Produce Neo4j import CSVs from Wikipedia database dumps to build a graph of links between Wikipedia pages.
$ pip install wiki2neoUsage: wiki2neo [OPTIONS] [WIKI_XML_INFILE]
Parse Wikipedia pages-articles-multistream.xml[.bz2] dump into two Neo4j import
CSV files:
Node (Page) import, headers=["title:ID", "id"]
Relationships (Links) import, headers=[":START_ID", ":END_ID"]
Reads from stdin by default, pass [WIKI_XML_INFILE] to read from file.
Options:
-p, --pages-outfile FILENAME Node (Pages) CSV output file [default:pages.csv]

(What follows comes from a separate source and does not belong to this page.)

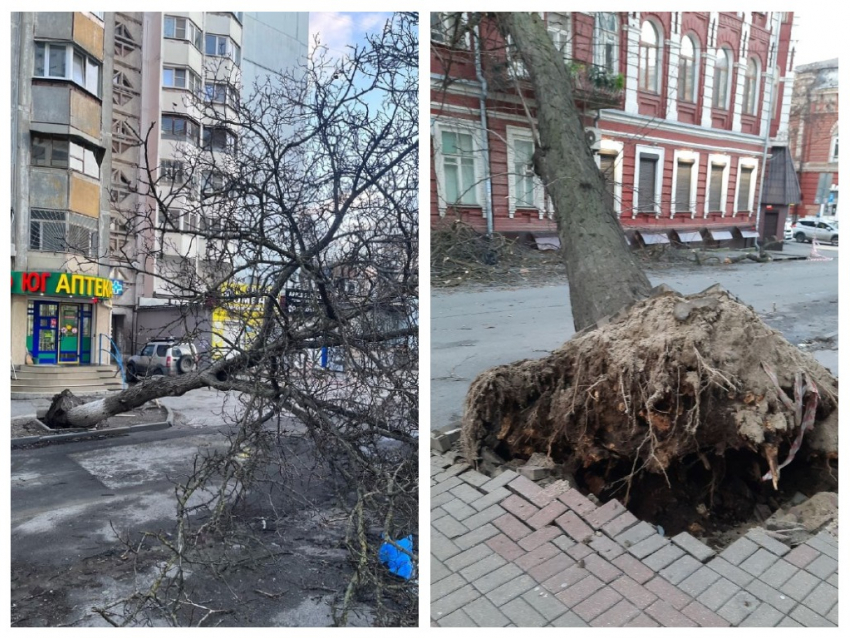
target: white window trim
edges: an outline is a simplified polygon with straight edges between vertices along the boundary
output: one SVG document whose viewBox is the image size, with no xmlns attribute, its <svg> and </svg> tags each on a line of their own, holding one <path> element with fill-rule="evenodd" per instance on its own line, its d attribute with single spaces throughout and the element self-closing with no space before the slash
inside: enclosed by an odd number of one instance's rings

-l, --links-outfile FILENAME Relationships (Links) CSV output file [default: links.csv]
--help Show this message and exit.
Import resulting CSVs into Neo4j:
$ neo4j-admin import --nodes:Page pages.csv \
--relationships:LINKS_TO links.csv \
--ignore-duplicate-nodes --ignore-missing-nodes --multiline-fields
Downloads from Wikipedia are in compressed xml.bz2 format. wiki2neo supports
parsing either the compressed bz2 file directly or an uncompressed xml file:
# compressed
$ wiki2neo pages-articles-multistream.xml.bz2
# uncompressed
$ wiki2neo pages-articles-multistream.xml